Anemic patients remain at increased risk of ischemic and bleeding events. Whether the effects of hemoglobin levels on thrombotic and bleeding risk are independent of platelet reactivity on clopidogrel, however, remains unknown. Patients from the Assessment of Dual Antiplatelet Therapy With Drug-Eluting Stents study were categorized by the presence of anemia at baseline, defined according the World Health Organization criteria. Platelet reactivity was measured with VerifyNow assay; high platelet reactivity (HPR) on clopidogrel was defined as platelet reactive units value >208. Of 8,413 patients included in the study cohort, 1,816 (21.6%) had anemia. HPR was more prevalent in patients with anemia (58.3% vs 38.4%; p <0.001), an association that persisted after multivariate adjustment (adjusted odds ratio: 2.04; 95% confidence interval [CI]: 1.82 to 2.29; p <0.0001). Patients with anemia had higher 2-year rates of major adverse cardiac events (9.5% vs 5.6%; p <0.0001), major bleeding (11.8% vs 7.7%; p <0.0001), and all-cause mortality (4.0% vs 1.4%; p <0.0001); however, after adjustment for baseline clinical confounders, including HPR, anemia was no longer significantly associated with major adverse cardiac events but was still independently associated with all-cause mortality (adjusted HR 1.61, 95% CI 1.23 to 2.12; p <0.0001) and major bleeding (adjusted HR 1.42, 95% CI 1.20 to 1.68; p <0.0001). The effect of HPR on clinical outcomes was uniform according to anemia status, without evidence of interaction. In conclusion, anemia independently correlated with HPR. After percutaneous coronary intervention with drug-eluting stents, anemia at baseline was significantly associated with higher 2-year hemorrhagic and mortality risk; conversely, its association with ischemic risk was attenuated after multivariate adjustment, including HPR.

With more than 1.5 billion people affected, anemia is one of the most common clinical conditions worldwide. Moreover, anemia is a clinical co-morbidity frequently encountered in patients with coronary artery disease undergoing percutaneous coronary intervention (PCI). In patients undergoing PCI, especially those presenting with an acute coronary syndromes, baseline hemoglobin levels have been observed to be strongly related to adverse prognosis with increased risk for ischemic and bleeding complications. Moreover, patients with anemia undergoing revascularization are often frail and subject to significant undertreatment compared with patients without anemia. Atherothrombotic events are caused by atherosclerotic plaque rupture followed by thrombogenic pathways induction; a process in which, platelet activation plays a key role. Available evidence suggests that hemoglobin and erythropoietin levels modulate the propensity for intravascular thrombosis ; however, whether the effect of anemia on ischemia and bleeding is independent from the degree of pharmacological platelet inhibition and other concurrent clinical co-morbidities is currently unclear. Given the risks and benefits of dual antiplatelet therapy (DAPT) after drug-eluting stent (DES) implantation, an accurate characterization of the hemorrhagic and thrombotic risk of anemic patients undergoing PCI is crucial to optimize mid- and long-term outcomes. Therefore, in the present analysis from the Assessment of Dual Antiplatelet Therapy with Drug-Eluting Stents (ADAPT-DES) study, we sought to characterize the impact of anemia at baseline on residual platelet reactivity on clopidogrel and its effect on thrombotic and hemorrhagic risk.

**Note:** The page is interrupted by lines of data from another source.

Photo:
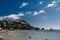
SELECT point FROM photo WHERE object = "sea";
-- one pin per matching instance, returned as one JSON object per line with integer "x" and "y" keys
{"x": 31, "y": 35}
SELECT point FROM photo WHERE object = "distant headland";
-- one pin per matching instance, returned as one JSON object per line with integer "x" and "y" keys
{"x": 22, "y": 25}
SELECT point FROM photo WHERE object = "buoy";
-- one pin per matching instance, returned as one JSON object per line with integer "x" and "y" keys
{"x": 29, "y": 37}
{"x": 46, "y": 39}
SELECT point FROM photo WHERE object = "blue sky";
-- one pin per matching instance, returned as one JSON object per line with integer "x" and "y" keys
{"x": 39, "y": 13}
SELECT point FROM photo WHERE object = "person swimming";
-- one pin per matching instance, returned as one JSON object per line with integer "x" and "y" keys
{"x": 29, "y": 37}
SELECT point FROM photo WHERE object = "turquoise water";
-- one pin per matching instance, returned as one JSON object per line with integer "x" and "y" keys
{"x": 35, "y": 35}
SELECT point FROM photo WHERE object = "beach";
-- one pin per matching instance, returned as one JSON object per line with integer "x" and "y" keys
{"x": 34, "y": 34}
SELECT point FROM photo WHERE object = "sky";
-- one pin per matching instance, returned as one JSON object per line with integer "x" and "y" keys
{"x": 38, "y": 13}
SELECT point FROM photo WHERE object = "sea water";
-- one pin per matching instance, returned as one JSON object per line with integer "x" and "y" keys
{"x": 34, "y": 34}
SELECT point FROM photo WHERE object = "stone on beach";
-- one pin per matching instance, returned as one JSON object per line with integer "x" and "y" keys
{"x": 1, "y": 38}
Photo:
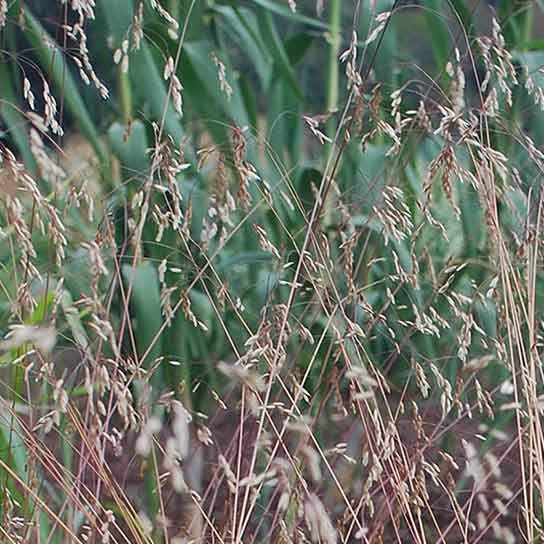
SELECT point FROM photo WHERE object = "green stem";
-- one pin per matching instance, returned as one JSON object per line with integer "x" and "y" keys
{"x": 333, "y": 84}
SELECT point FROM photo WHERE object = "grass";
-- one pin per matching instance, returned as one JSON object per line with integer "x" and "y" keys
{"x": 271, "y": 272}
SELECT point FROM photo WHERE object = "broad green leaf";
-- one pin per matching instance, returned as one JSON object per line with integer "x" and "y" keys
{"x": 13, "y": 118}
{"x": 131, "y": 147}
{"x": 284, "y": 11}
{"x": 274, "y": 44}
{"x": 143, "y": 284}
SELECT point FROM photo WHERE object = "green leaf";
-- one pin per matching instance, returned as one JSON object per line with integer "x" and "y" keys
{"x": 148, "y": 84}
{"x": 245, "y": 25}
{"x": 13, "y": 118}
{"x": 287, "y": 13}
{"x": 143, "y": 283}
{"x": 130, "y": 147}
{"x": 275, "y": 46}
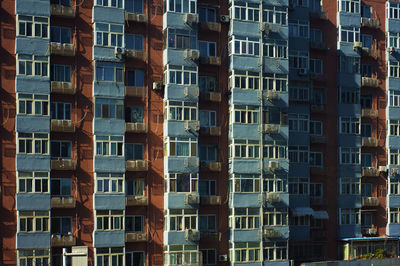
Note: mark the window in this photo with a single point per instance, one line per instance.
(60, 73)
(134, 114)
(299, 28)
(207, 187)
(135, 187)
(135, 78)
(108, 71)
(244, 183)
(350, 186)
(184, 111)
(33, 65)
(33, 257)
(208, 48)
(109, 3)
(135, 258)
(245, 11)
(134, 42)
(275, 82)
(207, 14)
(33, 182)
(207, 83)
(208, 153)
(134, 6)
(350, 155)
(275, 14)
(61, 187)
(110, 183)
(181, 219)
(33, 104)
(61, 149)
(134, 223)
(275, 216)
(349, 216)
(244, 218)
(349, 34)
(245, 80)
(110, 256)
(33, 143)
(207, 223)
(298, 186)
(245, 114)
(181, 6)
(109, 34)
(103, 144)
(33, 221)
(60, 34)
(298, 122)
(182, 75)
(109, 108)
(244, 252)
(242, 148)
(275, 251)
(182, 182)
(209, 256)
(316, 159)
(109, 220)
(181, 147)
(60, 111)
(30, 26)
(61, 225)
(349, 125)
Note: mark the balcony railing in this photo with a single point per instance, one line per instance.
(137, 201)
(63, 164)
(62, 202)
(136, 165)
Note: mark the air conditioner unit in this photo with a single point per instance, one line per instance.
(224, 18)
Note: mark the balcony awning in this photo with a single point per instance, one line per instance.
(302, 211)
(320, 215)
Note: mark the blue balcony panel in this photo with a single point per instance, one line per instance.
(33, 240)
(105, 239)
(109, 201)
(33, 202)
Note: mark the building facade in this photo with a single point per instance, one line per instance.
(198, 132)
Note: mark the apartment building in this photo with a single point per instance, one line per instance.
(198, 132)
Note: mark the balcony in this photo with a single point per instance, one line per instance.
(369, 202)
(210, 200)
(63, 164)
(369, 113)
(210, 131)
(135, 237)
(59, 240)
(63, 49)
(65, 126)
(369, 142)
(369, 82)
(271, 233)
(62, 11)
(212, 26)
(370, 171)
(136, 127)
(211, 96)
(63, 202)
(137, 201)
(133, 91)
(210, 60)
(137, 17)
(63, 87)
(136, 165)
(211, 166)
(372, 23)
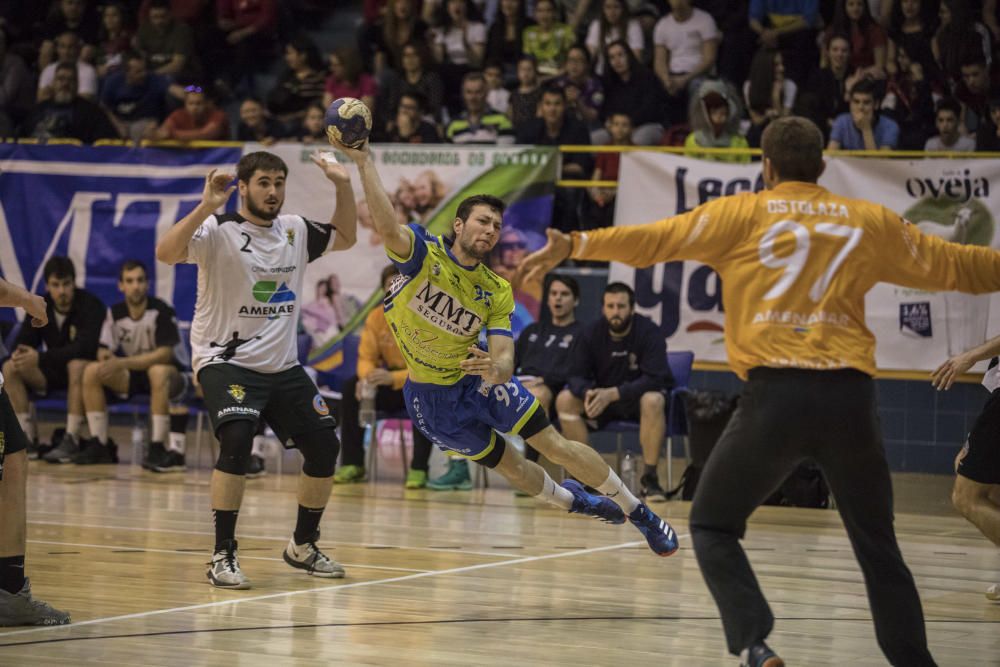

The ADAPT-DES study was a prospective, multicenter registry specifically designed to determine the association between platelet reactivity and stent thrombosis (ST) after DES implantation. The design and major outcomes of ADAPT-DES have been previously described. In brief, a total of 8,582 all-comers patients were prospectively enrolled at 11 sites in US and European hospitals. All patients who were successfully treated with 1 or more DES and who were adequately loaded with aspirin and clopidogrel were eligible for enrollment, regardless of clinical presentation or lesion complexity. The only major exclusion criteria were the occurrence of a major complication during the procedure or before platelet function testing, or if bypass surgery was planned after PCI. In addition, patients with hemoglobin <10 mg/dl and platelet count <100,000/mm 3 were excluded from the study cohort. Platelet reactivity on aspirin and clopidogrel was assessed after an adequate loading period to ensure full antiplatelet effect using the VerifyNow Aspirin, P2Y12, and IIb/IIIa assays (Accumetrics, San Diego, California). After PCI, patients were treated with aspirin indefinitely, and clopidogrel was recommended for at least 1 year. All other treatments were as per standard of care. Clinical follow-up was scheduled at 30 days, 1 year, and 2 years. An independent clinical events committee blinded to platelet function testing results adjudicated all events using original source documents. The institutional review board at each participating center approved the study, and all eligible patients signed written informed consent before enrolment.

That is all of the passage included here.